Hablando en Charlotte, Carolina del Norte, Trump insinuó que permitir que Canadá se convierta en miembro asociado de la UE podría ser un “acto hostil”, y amenazó con responder a tal medida con más aranceles contra el bloque.
Trump condicionó su amenaza a la “intención” de los líderes europeos: “Si es una buena intención, está bien. Si es una mala intención, pondremos aranceles muy fuertes a Europa”. También indicó que Estados Unidos podría cortar el comercio con Europa en ciertas áreas.
Trump calificó la posibilidad de que Canadá se una a la UE de “risible”, y calificó a su vecino del norte como un “socio comercial terrible”.
Los aranceles de Trump y sus repetidas declaraciones sobre convertir a Canadá en otro estado de Estados Unidos han agriado la relación entre los vecinos norteamericanos. Canadá busca reducir su dependencia de Estados Unidos, destino de aproximadamente el 70% de sus exportaciones, y el primer ministro Mark Carney ha pedido una “alianza única” con la UE.

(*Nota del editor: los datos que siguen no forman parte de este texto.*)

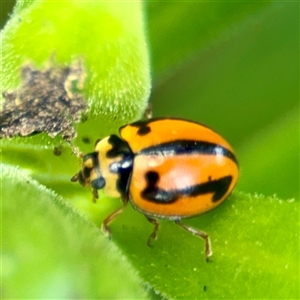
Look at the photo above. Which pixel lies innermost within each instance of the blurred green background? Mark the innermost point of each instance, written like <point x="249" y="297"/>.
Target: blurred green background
<point x="233" y="66"/>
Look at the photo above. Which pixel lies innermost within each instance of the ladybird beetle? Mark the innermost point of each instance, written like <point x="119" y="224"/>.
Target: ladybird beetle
<point x="167" y="168"/>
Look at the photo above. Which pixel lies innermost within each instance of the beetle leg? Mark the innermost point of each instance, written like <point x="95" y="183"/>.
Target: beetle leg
<point x="200" y="233"/>
<point x="104" y="227"/>
<point x="152" y="236"/>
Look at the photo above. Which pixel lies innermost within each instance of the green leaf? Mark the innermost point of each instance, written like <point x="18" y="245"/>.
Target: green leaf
<point x="50" y="251"/>
<point x="243" y="81"/>
<point x="102" y="42"/>
<point x="233" y="66"/>
<point x="255" y="245"/>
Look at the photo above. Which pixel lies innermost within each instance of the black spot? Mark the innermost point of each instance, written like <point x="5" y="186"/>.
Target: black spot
<point x="124" y="167"/>
<point x="98" y="183"/>
<point x="143" y="127"/>
<point x="119" y="147"/>
<point x="153" y="193"/>
<point x="86" y="140"/>
<point x="57" y="151"/>
<point x="144" y="130"/>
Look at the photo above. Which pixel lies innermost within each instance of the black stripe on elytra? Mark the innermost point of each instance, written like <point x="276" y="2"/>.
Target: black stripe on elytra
<point x="142" y="125"/>
<point x="153" y="193"/>
<point x="122" y="168"/>
<point x="180" y="147"/>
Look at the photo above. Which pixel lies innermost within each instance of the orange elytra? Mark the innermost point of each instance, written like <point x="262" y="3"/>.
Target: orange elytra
<point x="167" y="168"/>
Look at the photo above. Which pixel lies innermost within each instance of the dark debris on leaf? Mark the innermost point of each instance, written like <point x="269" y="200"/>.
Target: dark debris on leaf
<point x="47" y="101"/>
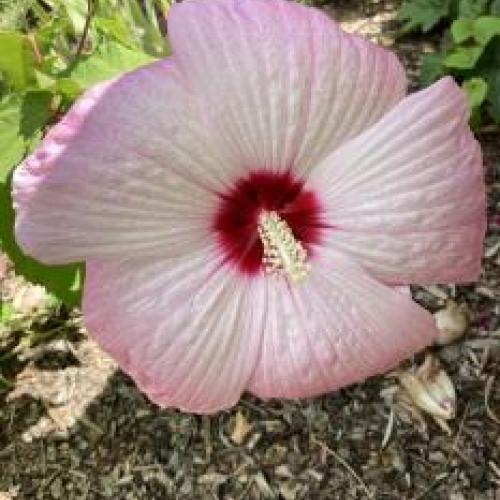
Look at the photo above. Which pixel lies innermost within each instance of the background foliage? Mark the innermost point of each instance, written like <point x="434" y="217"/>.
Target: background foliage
<point x="469" y="49"/>
<point x="50" y="52"/>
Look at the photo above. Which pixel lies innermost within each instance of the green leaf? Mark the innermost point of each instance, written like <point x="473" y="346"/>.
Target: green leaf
<point x="488" y="68"/>
<point x="6" y="311"/>
<point x="63" y="281"/>
<point x="17" y="60"/>
<point x="423" y="14"/>
<point x="115" y="29"/>
<point x="476" y="89"/>
<point x="472" y="8"/>
<point x="21" y="120"/>
<point x="495" y="8"/>
<point x="485" y="28"/>
<point x="463" y="57"/>
<point x="108" y="60"/>
<point x="432" y="68"/>
<point x="76" y="10"/>
<point x="462" y="29"/>
<point x="494" y="96"/>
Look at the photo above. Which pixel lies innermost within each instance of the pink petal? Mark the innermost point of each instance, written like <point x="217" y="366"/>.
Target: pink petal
<point x="187" y="331"/>
<point x="128" y="171"/>
<point x="406" y="198"/>
<point x="280" y="84"/>
<point x="338" y="327"/>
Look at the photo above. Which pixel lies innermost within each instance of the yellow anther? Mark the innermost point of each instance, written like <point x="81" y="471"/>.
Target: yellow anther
<point x="283" y="254"/>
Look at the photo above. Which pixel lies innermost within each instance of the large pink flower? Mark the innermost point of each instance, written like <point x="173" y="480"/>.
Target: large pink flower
<point x="249" y="208"/>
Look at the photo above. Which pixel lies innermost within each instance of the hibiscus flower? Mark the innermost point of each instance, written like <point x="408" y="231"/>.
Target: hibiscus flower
<point x="250" y="208"/>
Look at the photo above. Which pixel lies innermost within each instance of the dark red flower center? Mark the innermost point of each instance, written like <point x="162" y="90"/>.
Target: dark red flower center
<point x="237" y="217"/>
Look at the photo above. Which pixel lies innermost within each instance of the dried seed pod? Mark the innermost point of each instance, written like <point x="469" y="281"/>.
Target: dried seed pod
<point x="430" y="389"/>
<point x="452" y="322"/>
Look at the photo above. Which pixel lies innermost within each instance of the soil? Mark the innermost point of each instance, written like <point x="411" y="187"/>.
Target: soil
<point x="72" y="426"/>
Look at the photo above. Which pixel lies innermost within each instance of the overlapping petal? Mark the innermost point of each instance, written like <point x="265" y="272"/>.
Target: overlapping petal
<point x="187" y="330"/>
<point x="128" y="171"/>
<point x="339" y="327"/>
<point x="406" y="198"/>
<point x="280" y="84"/>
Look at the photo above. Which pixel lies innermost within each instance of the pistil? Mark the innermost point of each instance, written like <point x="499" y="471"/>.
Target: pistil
<point x="283" y="253"/>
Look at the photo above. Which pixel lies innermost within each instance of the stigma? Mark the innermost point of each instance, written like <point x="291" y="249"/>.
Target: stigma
<point x="282" y="252"/>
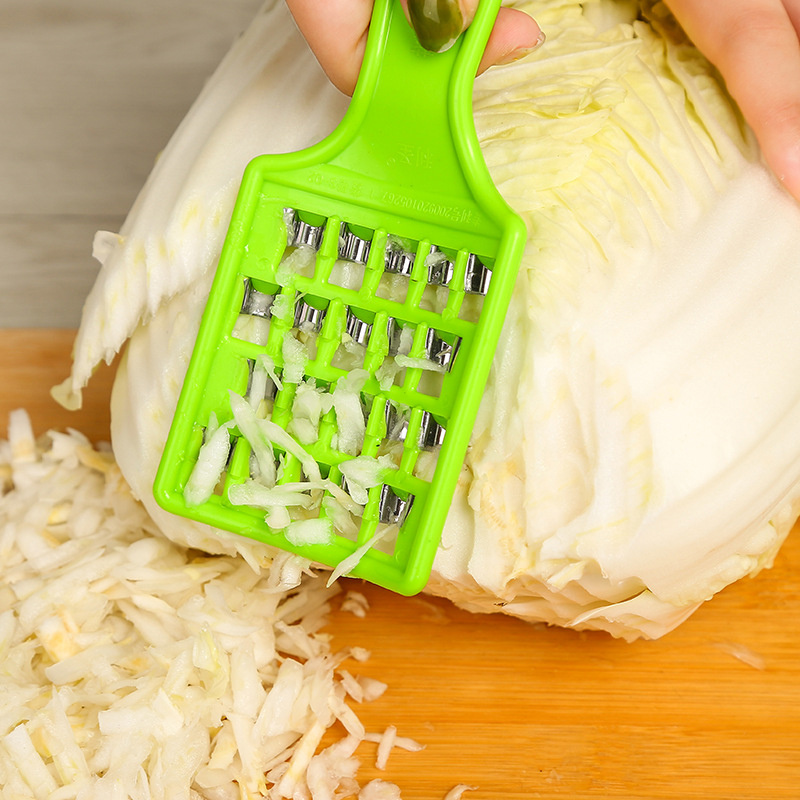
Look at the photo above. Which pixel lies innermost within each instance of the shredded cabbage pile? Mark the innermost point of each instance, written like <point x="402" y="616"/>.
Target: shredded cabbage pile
<point x="638" y="446"/>
<point x="131" y="667"/>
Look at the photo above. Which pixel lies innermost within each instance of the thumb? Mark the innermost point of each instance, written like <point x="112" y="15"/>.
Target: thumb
<point x="438" y="23"/>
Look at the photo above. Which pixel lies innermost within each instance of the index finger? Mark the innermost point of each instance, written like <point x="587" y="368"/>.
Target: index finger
<point x="756" y="48"/>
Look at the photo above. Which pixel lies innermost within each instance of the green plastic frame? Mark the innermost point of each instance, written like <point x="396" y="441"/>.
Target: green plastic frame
<point x="405" y="162"/>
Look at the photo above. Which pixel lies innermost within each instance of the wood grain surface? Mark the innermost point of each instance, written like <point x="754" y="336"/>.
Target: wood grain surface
<point x="522" y="711"/>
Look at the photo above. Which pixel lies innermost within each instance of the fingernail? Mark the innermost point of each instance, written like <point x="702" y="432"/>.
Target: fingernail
<point x="521" y="52"/>
<point x="437" y="23"/>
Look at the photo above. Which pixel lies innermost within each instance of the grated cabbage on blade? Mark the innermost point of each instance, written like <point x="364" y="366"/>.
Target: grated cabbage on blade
<point x="638" y="446"/>
<point x="136" y="668"/>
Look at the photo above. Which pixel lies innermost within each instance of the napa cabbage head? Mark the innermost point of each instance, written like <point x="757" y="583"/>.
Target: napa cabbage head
<point x="638" y="445"/>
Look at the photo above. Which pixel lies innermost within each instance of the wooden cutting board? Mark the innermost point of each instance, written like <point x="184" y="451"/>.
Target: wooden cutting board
<point x="520" y="711"/>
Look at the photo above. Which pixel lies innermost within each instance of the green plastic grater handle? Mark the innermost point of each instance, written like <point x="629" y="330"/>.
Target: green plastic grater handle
<point x="404" y="159"/>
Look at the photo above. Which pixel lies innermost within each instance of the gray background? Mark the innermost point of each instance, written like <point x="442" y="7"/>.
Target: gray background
<point x="90" y="91"/>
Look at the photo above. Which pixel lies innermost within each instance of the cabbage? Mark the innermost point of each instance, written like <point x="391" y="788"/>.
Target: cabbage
<point x="134" y="668"/>
<point x="638" y="445"/>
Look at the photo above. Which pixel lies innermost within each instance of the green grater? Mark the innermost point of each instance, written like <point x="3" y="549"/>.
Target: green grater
<point x="380" y="261"/>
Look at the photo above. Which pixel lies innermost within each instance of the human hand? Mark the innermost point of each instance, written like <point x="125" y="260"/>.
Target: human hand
<point x="336" y="31"/>
<point x="755" y="44"/>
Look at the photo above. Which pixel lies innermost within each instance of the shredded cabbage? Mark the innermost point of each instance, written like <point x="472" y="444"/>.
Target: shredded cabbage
<point x="136" y="668"/>
<point x="638" y="444"/>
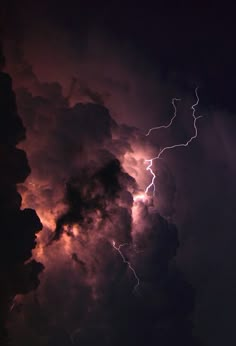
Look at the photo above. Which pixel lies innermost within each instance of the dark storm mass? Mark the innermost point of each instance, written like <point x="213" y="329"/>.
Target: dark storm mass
<point x="87" y="80"/>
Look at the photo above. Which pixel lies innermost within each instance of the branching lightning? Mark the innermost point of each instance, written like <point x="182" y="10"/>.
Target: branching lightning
<point x="118" y="249"/>
<point x="150" y="161"/>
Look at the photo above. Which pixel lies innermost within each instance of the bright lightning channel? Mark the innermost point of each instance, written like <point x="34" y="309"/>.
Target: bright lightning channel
<point x="118" y="249"/>
<point x="150" y="161"/>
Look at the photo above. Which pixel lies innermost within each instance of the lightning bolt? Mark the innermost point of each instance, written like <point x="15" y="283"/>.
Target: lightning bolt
<point x="150" y="161"/>
<point x="118" y="249"/>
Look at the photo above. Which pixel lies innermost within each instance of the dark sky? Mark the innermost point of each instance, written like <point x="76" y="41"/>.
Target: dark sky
<point x="185" y="44"/>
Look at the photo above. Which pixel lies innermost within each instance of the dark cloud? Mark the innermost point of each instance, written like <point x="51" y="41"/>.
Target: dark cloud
<point x="18" y="227"/>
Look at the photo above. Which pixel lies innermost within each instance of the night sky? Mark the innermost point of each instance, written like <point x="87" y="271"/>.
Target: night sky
<point x="80" y="85"/>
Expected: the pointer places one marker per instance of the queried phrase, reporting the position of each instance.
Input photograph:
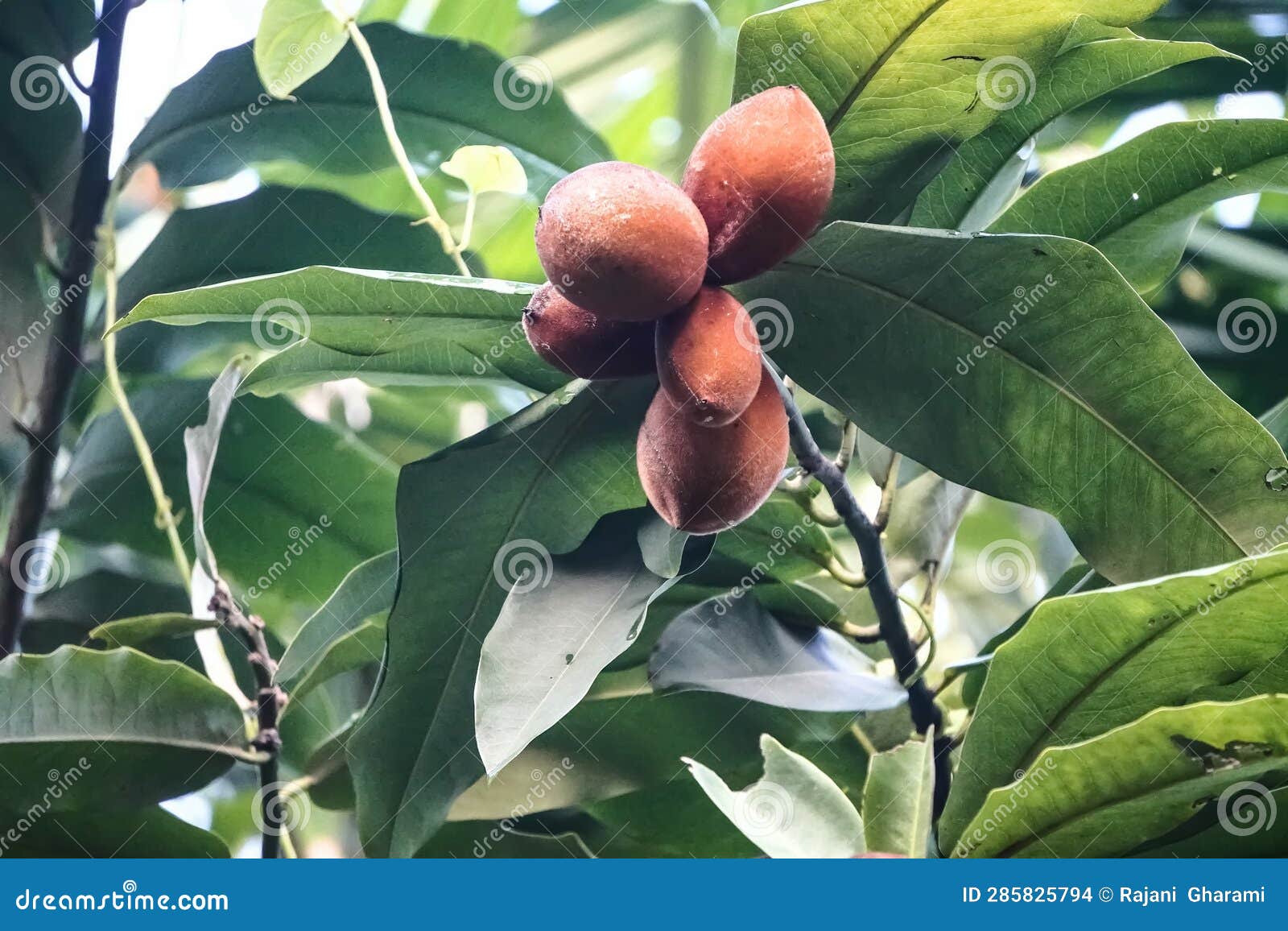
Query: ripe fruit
(622, 242)
(708, 478)
(583, 345)
(708, 358)
(762, 176)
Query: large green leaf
(1026, 368)
(83, 729)
(898, 796)
(275, 230)
(562, 624)
(293, 504)
(401, 326)
(1107, 796)
(792, 811)
(343, 633)
(536, 482)
(442, 93)
(1086, 663)
(957, 199)
(1139, 203)
(135, 834)
(902, 84)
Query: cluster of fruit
(637, 268)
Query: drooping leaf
(270, 231)
(957, 199)
(296, 39)
(901, 85)
(1139, 203)
(148, 627)
(898, 796)
(1088, 663)
(402, 326)
(1105, 796)
(1009, 342)
(553, 637)
(733, 645)
(134, 834)
(792, 811)
(291, 506)
(341, 633)
(540, 478)
(113, 730)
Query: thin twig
(270, 701)
(925, 712)
(64, 346)
(386, 120)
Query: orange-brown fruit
(583, 345)
(762, 176)
(708, 478)
(708, 358)
(622, 242)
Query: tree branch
(921, 701)
(270, 701)
(64, 349)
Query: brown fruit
(622, 242)
(762, 176)
(708, 358)
(708, 478)
(583, 345)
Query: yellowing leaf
(487, 168)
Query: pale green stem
(386, 120)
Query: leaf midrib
(1006, 354)
(882, 60)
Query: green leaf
(1139, 203)
(1009, 342)
(897, 798)
(139, 834)
(83, 729)
(733, 645)
(139, 631)
(901, 85)
(1105, 796)
(545, 475)
(560, 624)
(1088, 663)
(959, 197)
(293, 504)
(275, 230)
(442, 94)
(341, 633)
(794, 811)
(412, 326)
(296, 39)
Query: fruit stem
(927, 714)
(386, 120)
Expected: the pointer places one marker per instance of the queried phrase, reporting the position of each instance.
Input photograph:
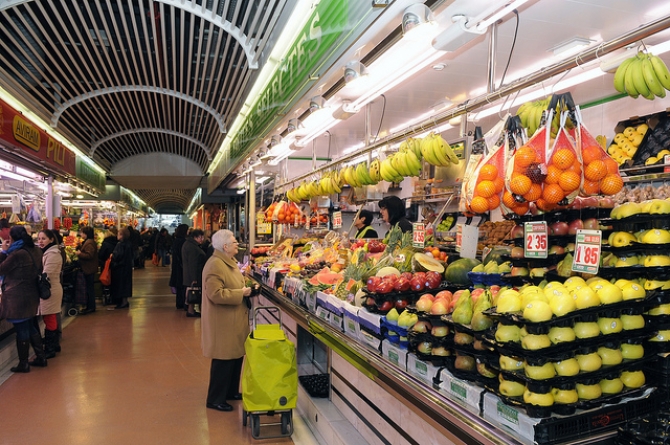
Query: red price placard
(418, 235)
(536, 244)
(587, 251)
(337, 220)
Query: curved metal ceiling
(121, 78)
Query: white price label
(418, 235)
(587, 251)
(535, 240)
(337, 220)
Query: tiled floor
(125, 377)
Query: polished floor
(125, 377)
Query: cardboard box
(462, 392)
(395, 354)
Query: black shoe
(220, 406)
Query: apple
(559, 228)
(575, 225)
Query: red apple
(559, 228)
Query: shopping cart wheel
(255, 425)
(286, 426)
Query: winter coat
(108, 245)
(194, 259)
(122, 271)
(225, 316)
(88, 257)
(52, 264)
(176, 278)
(20, 296)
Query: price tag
(587, 251)
(418, 235)
(535, 240)
(337, 220)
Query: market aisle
(125, 377)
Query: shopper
(392, 210)
(176, 274)
(20, 264)
(362, 223)
(88, 261)
(225, 321)
(193, 259)
(52, 265)
(122, 271)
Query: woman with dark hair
(392, 210)
(176, 275)
(52, 264)
(88, 261)
(20, 266)
(122, 271)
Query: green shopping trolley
(270, 377)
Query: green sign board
(86, 173)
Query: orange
(494, 202)
(488, 172)
(479, 204)
(534, 193)
(500, 184)
(595, 171)
(611, 184)
(524, 157)
(563, 158)
(485, 189)
(591, 153)
(521, 209)
(508, 200)
(553, 193)
(591, 187)
(612, 166)
(569, 181)
(553, 174)
(520, 184)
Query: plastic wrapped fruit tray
(317, 385)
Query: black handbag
(193, 295)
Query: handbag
(106, 274)
(193, 295)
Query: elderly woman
(225, 320)
(20, 264)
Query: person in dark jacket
(193, 259)
(122, 270)
(392, 210)
(362, 223)
(176, 278)
(20, 265)
(88, 260)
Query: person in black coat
(122, 270)
(176, 276)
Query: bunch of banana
(388, 172)
(436, 151)
(643, 75)
(625, 144)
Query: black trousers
(224, 380)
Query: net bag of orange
(526, 171)
(484, 180)
(601, 172)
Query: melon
(457, 272)
(329, 279)
(388, 270)
(425, 263)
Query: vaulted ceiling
(126, 78)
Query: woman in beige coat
(225, 320)
(52, 264)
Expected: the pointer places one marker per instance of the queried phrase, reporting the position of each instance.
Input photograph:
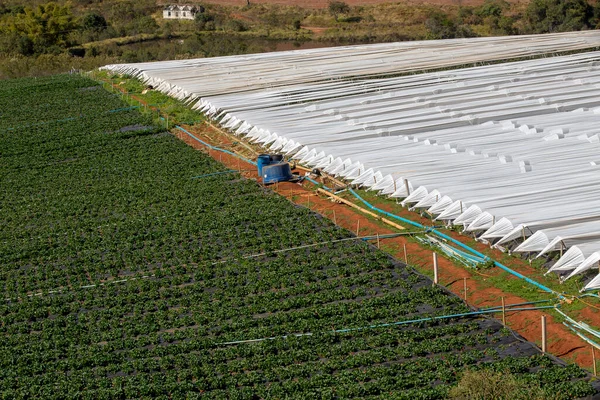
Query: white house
(179, 12)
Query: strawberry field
(123, 277)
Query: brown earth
(561, 342)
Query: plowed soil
(561, 342)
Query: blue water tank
(262, 161)
(279, 172)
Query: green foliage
(338, 7)
(204, 21)
(544, 16)
(142, 273)
(42, 28)
(486, 384)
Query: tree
(338, 7)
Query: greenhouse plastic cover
(505, 150)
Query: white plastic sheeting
(506, 150)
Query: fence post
(435, 274)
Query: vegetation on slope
(38, 37)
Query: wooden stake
(435, 274)
(594, 361)
(543, 333)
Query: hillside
(133, 266)
(38, 38)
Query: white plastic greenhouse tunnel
(509, 151)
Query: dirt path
(325, 3)
(561, 342)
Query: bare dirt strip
(325, 3)
(561, 341)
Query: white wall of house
(178, 12)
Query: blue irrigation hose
(519, 304)
(213, 174)
(67, 119)
(391, 324)
(210, 146)
(456, 242)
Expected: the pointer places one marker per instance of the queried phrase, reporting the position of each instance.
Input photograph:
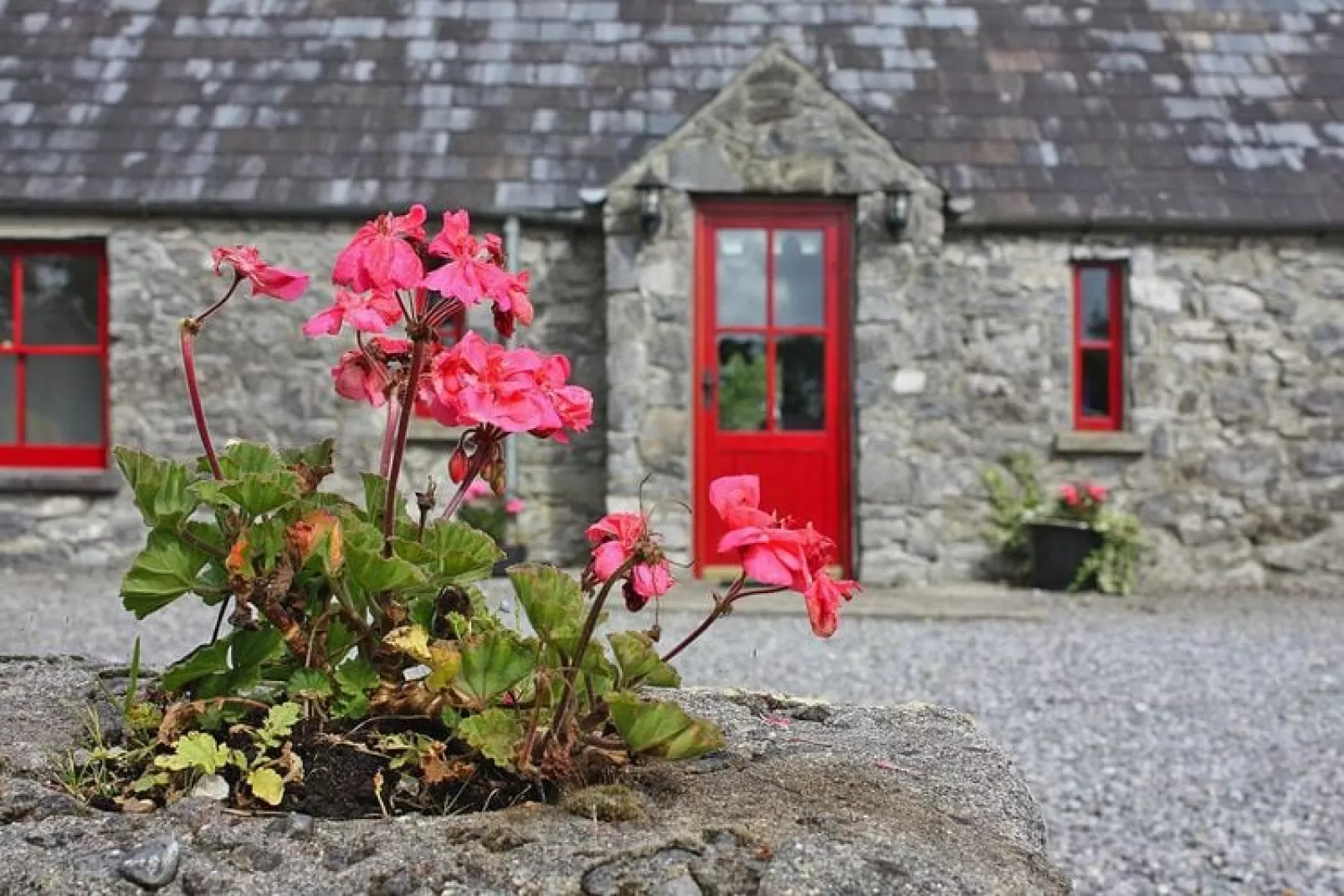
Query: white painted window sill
(38, 481)
(1101, 443)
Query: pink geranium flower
(616, 539)
(367, 313)
(359, 379)
(266, 279)
(382, 254)
(470, 273)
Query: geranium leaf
(280, 720)
(266, 785)
(197, 750)
(164, 571)
(357, 676)
(410, 640)
(457, 554)
(640, 663)
(367, 569)
(308, 684)
(201, 663)
(444, 665)
(242, 458)
(552, 602)
(661, 729)
(159, 488)
(494, 734)
(492, 664)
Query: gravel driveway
(1193, 747)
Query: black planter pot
(1058, 550)
(512, 554)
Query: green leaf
(456, 554)
(310, 456)
(352, 705)
(197, 751)
(245, 458)
(253, 494)
(367, 569)
(266, 785)
(164, 571)
(159, 488)
(201, 663)
(375, 499)
(552, 602)
(280, 720)
(308, 684)
(661, 729)
(494, 734)
(357, 676)
(492, 664)
(640, 663)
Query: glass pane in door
(740, 277)
(742, 383)
(800, 299)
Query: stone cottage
(862, 248)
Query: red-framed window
(53, 355)
(1098, 346)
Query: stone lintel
(59, 481)
(1109, 443)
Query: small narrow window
(1098, 347)
(53, 355)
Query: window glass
(64, 403)
(742, 383)
(1095, 284)
(798, 279)
(61, 300)
(740, 277)
(800, 361)
(1095, 394)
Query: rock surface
(807, 798)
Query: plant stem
(572, 673)
(197, 412)
(721, 609)
(403, 425)
(394, 412)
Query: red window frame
(37, 456)
(1113, 346)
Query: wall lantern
(651, 203)
(898, 208)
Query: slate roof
(1193, 112)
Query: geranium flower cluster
(387, 274)
(774, 552)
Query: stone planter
(514, 554)
(805, 798)
(1058, 550)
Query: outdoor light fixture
(898, 208)
(651, 203)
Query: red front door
(772, 361)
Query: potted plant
(496, 516)
(1075, 541)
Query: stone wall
(262, 379)
(1234, 392)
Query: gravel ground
(1195, 745)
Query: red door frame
(829, 217)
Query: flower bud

En su discurso anual sobre el Estado de la Unión Europea, Von der Leyen dijo que Canadá y la UE se basarán en su acuerdo de libre comercio existente, conocido como CETA, con una “Alianza para el Futuro” más amplia destinada a crear “un espacio común de prosperidad y seguridad económica”.
Presentó esa relación más estrecha como basada no sólo en el comercio, sino también en valores democráticos compartidos.
“Sobre todo, querido Mark, Europa y Canadá creen en la democracia”, le dijo Von der Leyen a Carney, que recibió una ovación de pie en el Parlamento Europeo en Estrasburgo. Está previsto que se dirija al Parlamento el jueves.